At Page 5 Vision 2016, it is clear that by the year 2016, Botswana will have a system of quality education that is able to adapt to the needs of the country as the world around us changes.  But 20 years later, failure rates are high, graduate unemployment is a big problem and education has been privatised in system akin to state capture. Government is fighting teachers in unending fights about working conditions, the profession has now been declared essential service.

On page 5 of the Vision 2016 document, it is stipulated that Botswana’s wealth of different languages and cultural traditions will be recognised, supported and strengthened within the education system and that no Motswana will be disadvantaged in the education system as a result of a mother tongue that differs from the country’s two official languages. But 20 years on, only the two official languages are used in schools and children from minority groups are disadvantaged. Community TV or radio stations are still not allowed.

On Page 33 of the Vision 2016, there is an undertaking that freedom of the press must be guaranteed in law and in practice.

The media in Botswana must be deregulated and on Page 34 it states that Botswana must introduce a freedom of information act that will protect the rights of citizens to have access to information, and to ensure the accountability of all public and private institutions. Currently arresting and charging journalists for doing their job has become a norm and all sorts of bad laws are in place whereas the information law is refused.

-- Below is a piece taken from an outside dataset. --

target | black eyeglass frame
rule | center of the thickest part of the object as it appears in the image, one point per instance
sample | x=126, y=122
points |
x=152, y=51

On Page 7 of the Vision 2016, the government promised that by the year 2016, with the economic growth rates adopted, Botswana will have reached full employment, where the total number of jobs available in the formal or informal sectors, is in balance with the number of job seekers. We now all know, as some have warned, that this was a propaganda. On page 6 of the Vision 2016 document, we were promised that Agriculture in Botswana will be productive, profitable and sustainable.

However, today farmers have been impoverished by the ailing Botswana Meat Commission, the country is not food self-sufficient even on some staple foods. Without an overhaul of the system, 2036 which promises achievement of prosperity for all will fail just like Vision 2016 with which the government said it was working towards prosperity for all.  Vison for our leader is a piece of paper which can be ignored, but for other serious people is action.